You act as though this guy is the ONLY one on planet earth that you can have sex with. He's not. Sex ALWAYS complicates things and eventually ruins friendships. It ain't rocket science.

 

I kept stressing I didnt know the women to make the point he doesn't/ hasn't lied to me. Even before he moved.. now when we were 15-16 yeah.. but point is. He doesn't lie to me.. now after sex he may start I guess. But as of now. 0 lies. We're crazy close, like hey I seen this hot guy/girl, like hey im cramping, or hey I hate that shirt you wore.. hell he helped me figure out when I ovulate-and complained ofcourse lol.
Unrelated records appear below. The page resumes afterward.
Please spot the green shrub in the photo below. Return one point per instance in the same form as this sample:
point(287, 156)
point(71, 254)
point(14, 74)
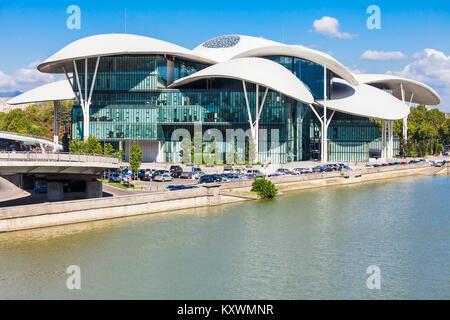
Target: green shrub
point(264, 188)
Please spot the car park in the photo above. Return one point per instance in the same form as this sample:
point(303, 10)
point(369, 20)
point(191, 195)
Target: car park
point(180, 187)
point(256, 173)
point(41, 189)
point(163, 177)
point(207, 179)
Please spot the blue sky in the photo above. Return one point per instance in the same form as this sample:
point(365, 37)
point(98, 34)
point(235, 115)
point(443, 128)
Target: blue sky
point(31, 31)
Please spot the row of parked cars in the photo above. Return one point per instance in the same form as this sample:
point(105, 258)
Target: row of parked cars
point(317, 169)
point(404, 163)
And I know it sounds juvenile but, I cant just have sex with a person I don't know its not very safe. if anything I'll just not have sex at all, but having sex with someone and sending them on their merry way. Not a option and again, I have a kid. I do not tell men where I live, I do not have men at my home. So even if I had a change in heart and trusted a stranger with my body, I still have to find a sitter before each time and I know this is tmi, but I'd want intercourse 4-5 times weekly, add that to someone I wont let in my home, lol. Alot of work.. again, his character isn't really the issue. before we left and when he's in town we hang out at his mom's and his family.. you'd think I was a tom boy if I didn't wear heels-only. But thanks. This is a very important friendship.. but youre right...bad things could happen.